The preparation work to take on such an adventure was complicated and deeply involved. Not only did I have to work on the physical aspects of training and preparing for such a daunting challenge, I also needed to buy climbing gear; basically everything for the trip. I had never done something like this in my life! A very new view of life for me... I had to buy clothing, shoes, coats, socks, and figure out how to layer clothing, and decide what was important. “What can I wear for 10 days” and “how would I cycle through those clothes”, what can I wear over and over and layer against the cold? Decide what is absolutely needed (no room for extras in a backpack that you're living out of for 9 days with no laundry service! ) I had to make sure there was room for water bottles and water purification systems. Protein bars and snacks and toilet paper (yep, the real necessities). I had to figure out to pack it all, how much can I do without...what is the bare minimum to still be comfortable?

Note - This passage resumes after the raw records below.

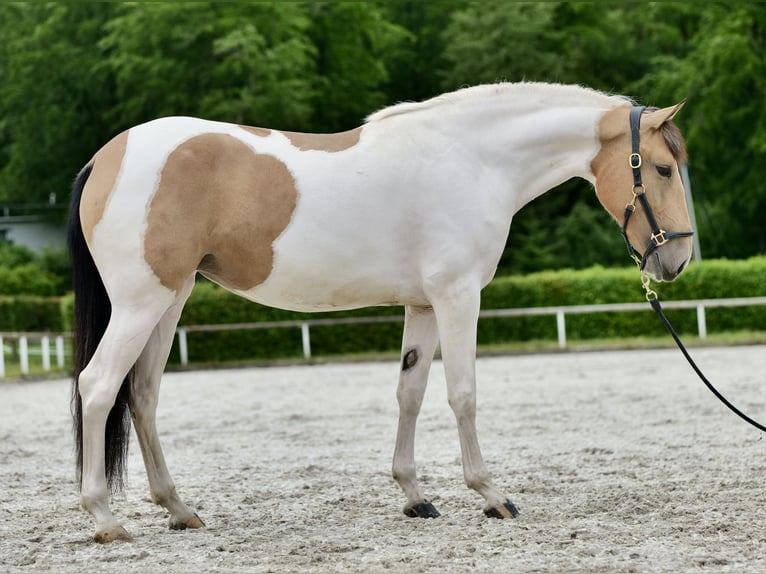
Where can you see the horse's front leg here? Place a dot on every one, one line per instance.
(457, 315)
(418, 347)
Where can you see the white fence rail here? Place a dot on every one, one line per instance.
(560, 313)
(51, 345)
(34, 344)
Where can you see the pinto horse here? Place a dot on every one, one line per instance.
(413, 208)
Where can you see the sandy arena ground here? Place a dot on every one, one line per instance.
(618, 461)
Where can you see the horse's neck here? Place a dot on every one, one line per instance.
(537, 149)
(528, 143)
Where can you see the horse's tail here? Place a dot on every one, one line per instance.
(92, 310)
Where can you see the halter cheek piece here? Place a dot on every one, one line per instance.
(659, 236)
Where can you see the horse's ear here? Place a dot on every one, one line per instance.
(656, 118)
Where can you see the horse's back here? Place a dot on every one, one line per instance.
(303, 221)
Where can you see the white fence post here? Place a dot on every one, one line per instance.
(24, 355)
(701, 323)
(306, 340)
(45, 351)
(60, 351)
(561, 328)
(182, 346)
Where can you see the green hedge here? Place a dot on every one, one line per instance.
(28, 279)
(31, 313)
(210, 304)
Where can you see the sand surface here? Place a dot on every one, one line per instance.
(618, 461)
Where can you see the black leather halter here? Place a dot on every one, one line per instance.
(659, 236)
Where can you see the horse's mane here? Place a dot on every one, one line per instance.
(551, 94)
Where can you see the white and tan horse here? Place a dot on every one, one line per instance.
(413, 208)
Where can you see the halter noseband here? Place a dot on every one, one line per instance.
(659, 236)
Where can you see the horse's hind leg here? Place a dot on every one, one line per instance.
(457, 313)
(418, 347)
(144, 398)
(99, 383)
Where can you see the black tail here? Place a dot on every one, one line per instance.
(92, 310)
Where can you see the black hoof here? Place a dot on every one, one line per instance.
(422, 510)
(507, 510)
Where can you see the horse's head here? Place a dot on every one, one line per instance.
(638, 181)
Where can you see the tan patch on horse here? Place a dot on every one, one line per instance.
(218, 209)
(98, 188)
(325, 142)
(317, 142)
(260, 132)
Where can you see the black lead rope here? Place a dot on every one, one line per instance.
(655, 303)
(660, 237)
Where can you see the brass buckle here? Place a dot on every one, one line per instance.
(660, 238)
(641, 190)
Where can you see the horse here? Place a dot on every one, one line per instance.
(412, 208)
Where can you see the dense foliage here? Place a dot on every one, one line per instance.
(74, 74)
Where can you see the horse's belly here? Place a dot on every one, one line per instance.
(328, 288)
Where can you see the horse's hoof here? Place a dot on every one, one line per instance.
(422, 510)
(505, 510)
(115, 533)
(194, 521)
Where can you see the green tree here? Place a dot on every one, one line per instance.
(722, 72)
(52, 95)
(246, 63)
(355, 42)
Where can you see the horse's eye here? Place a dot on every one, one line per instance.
(664, 170)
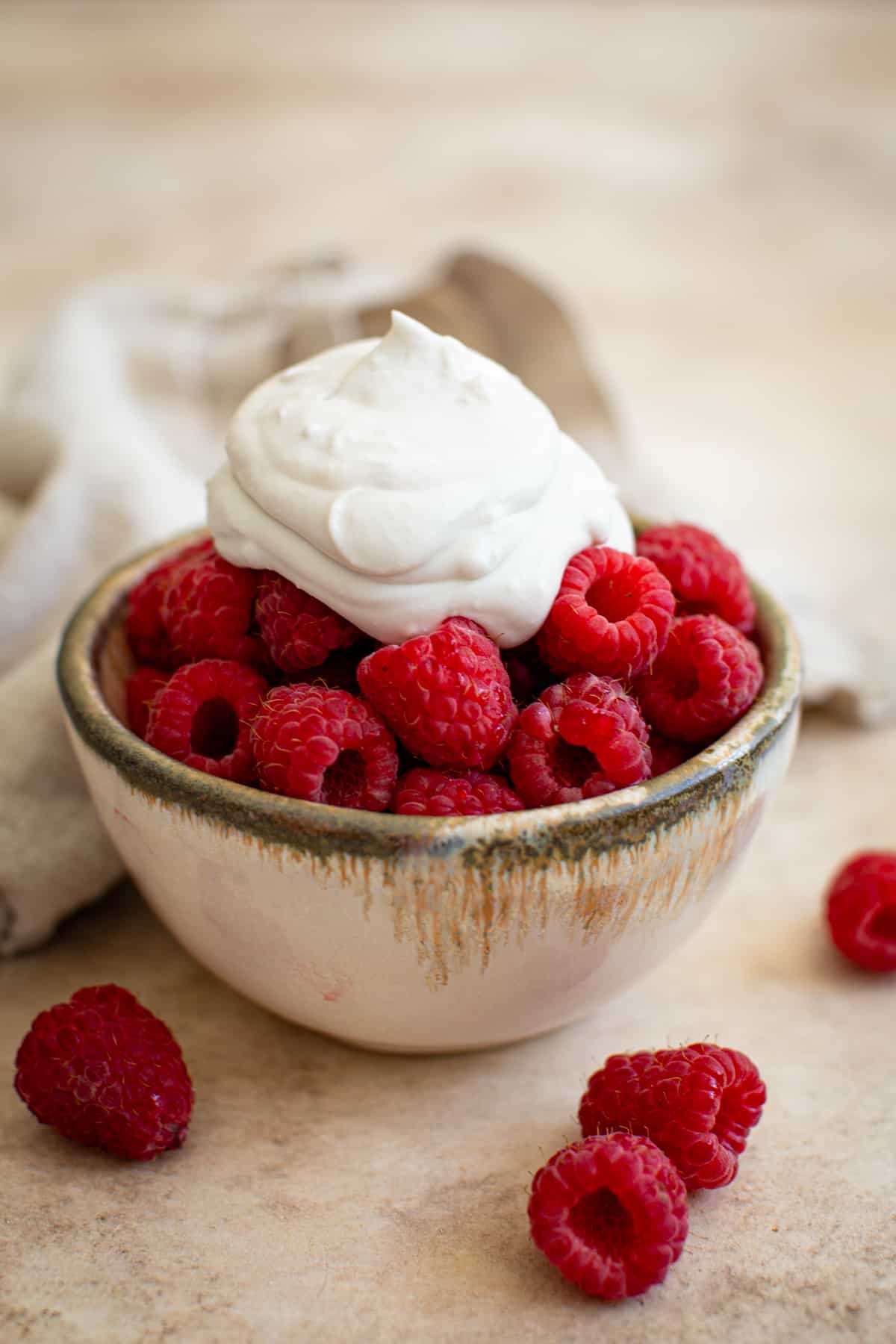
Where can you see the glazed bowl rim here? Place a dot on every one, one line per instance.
(324, 828)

It's a lot like preparing for a new part of your life. Marriage, childbirth, parenting, and retirement. You've never done it before. What do you absolutely need? What can you do without in order to make certain that the experience is satisfying? What can you do to prepare appropriately so that you are safe and comfortable? It's important to take a thorough look at the phases of life early on, and prepare. It's hard to do it on the spot; way easier to do it with a significant amount of time to prepare.

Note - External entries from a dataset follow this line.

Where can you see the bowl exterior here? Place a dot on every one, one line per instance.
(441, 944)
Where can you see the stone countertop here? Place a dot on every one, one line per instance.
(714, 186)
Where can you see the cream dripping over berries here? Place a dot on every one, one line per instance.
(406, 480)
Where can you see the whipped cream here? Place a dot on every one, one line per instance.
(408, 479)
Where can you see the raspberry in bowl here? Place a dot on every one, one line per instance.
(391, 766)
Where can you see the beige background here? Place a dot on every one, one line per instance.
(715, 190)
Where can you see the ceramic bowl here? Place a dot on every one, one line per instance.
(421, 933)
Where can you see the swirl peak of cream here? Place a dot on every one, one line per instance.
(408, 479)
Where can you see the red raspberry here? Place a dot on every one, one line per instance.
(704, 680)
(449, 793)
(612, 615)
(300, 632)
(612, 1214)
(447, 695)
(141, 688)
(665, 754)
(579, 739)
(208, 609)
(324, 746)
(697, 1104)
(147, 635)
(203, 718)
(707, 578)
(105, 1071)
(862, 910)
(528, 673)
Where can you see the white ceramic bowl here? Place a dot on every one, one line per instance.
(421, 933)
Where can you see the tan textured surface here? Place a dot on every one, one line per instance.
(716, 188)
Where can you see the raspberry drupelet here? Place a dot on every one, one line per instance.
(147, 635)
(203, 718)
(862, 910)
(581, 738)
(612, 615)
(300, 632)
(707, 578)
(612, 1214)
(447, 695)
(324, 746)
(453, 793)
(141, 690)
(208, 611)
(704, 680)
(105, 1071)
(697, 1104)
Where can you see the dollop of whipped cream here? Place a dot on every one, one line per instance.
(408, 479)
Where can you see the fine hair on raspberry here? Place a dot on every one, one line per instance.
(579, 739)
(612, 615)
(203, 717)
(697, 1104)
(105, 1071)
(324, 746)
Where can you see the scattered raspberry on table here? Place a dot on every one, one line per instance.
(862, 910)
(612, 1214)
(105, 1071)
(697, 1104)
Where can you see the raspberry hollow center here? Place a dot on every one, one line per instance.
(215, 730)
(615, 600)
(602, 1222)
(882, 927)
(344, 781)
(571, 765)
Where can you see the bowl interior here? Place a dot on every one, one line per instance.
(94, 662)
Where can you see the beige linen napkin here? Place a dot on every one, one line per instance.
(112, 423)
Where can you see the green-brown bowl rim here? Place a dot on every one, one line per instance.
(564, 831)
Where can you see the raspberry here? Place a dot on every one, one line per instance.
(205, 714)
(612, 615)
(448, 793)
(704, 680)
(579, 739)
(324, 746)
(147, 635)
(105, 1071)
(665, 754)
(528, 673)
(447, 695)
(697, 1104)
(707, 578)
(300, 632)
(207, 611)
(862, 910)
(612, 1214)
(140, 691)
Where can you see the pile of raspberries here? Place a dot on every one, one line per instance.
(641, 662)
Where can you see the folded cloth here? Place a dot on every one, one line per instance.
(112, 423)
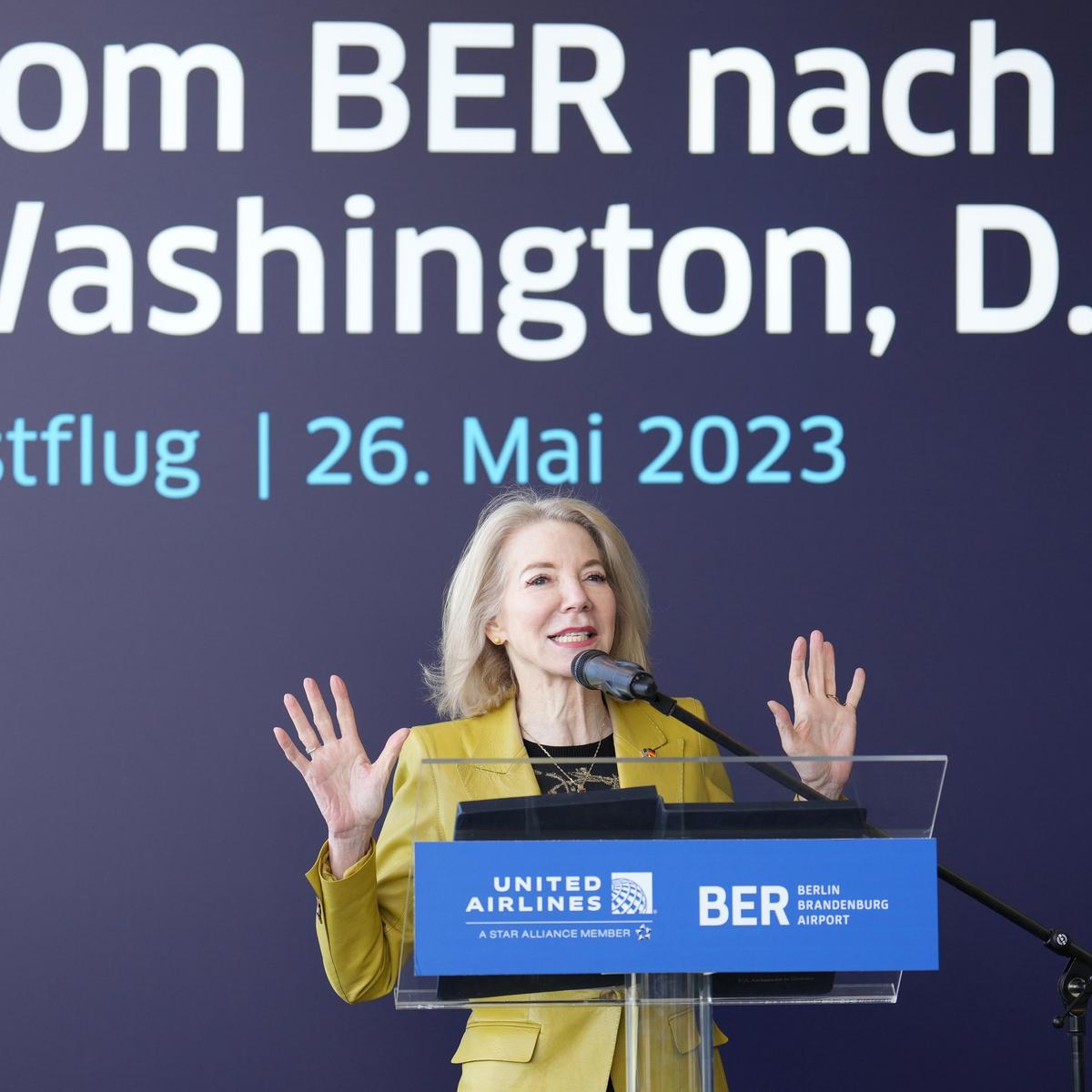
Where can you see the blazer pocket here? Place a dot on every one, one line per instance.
(685, 1032)
(492, 1041)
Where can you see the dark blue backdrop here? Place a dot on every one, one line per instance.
(157, 927)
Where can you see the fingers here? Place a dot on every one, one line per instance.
(830, 678)
(796, 681)
(856, 688)
(781, 718)
(290, 751)
(816, 681)
(347, 719)
(319, 713)
(300, 723)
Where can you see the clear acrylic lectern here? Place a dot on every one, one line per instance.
(669, 1020)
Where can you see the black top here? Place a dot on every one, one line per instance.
(563, 778)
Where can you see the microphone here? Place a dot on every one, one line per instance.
(620, 678)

My trek was successful. I mean, I did it. It was the hardest thing I have ever done in my life. I will never be the same after that experience. It was painful and beautiful at the same time. Unfortunately, I wasn't truly prepared for what came my way and I am now (two weeks out) stills feeling pain in my knees and hips from the brutal hours of climbing stairs and rocks.
I suppose the lesson I learned and want to share is that you must prepare. And, in order to prepare properly, you may need the help of someone who has done it before or is an expert in the field. Don't hesitate to ask for help when preparing for the unknown. If you get there and are ill prepared, you will definitely feel the pain for a long, long time. Who goes into any situation wanting that?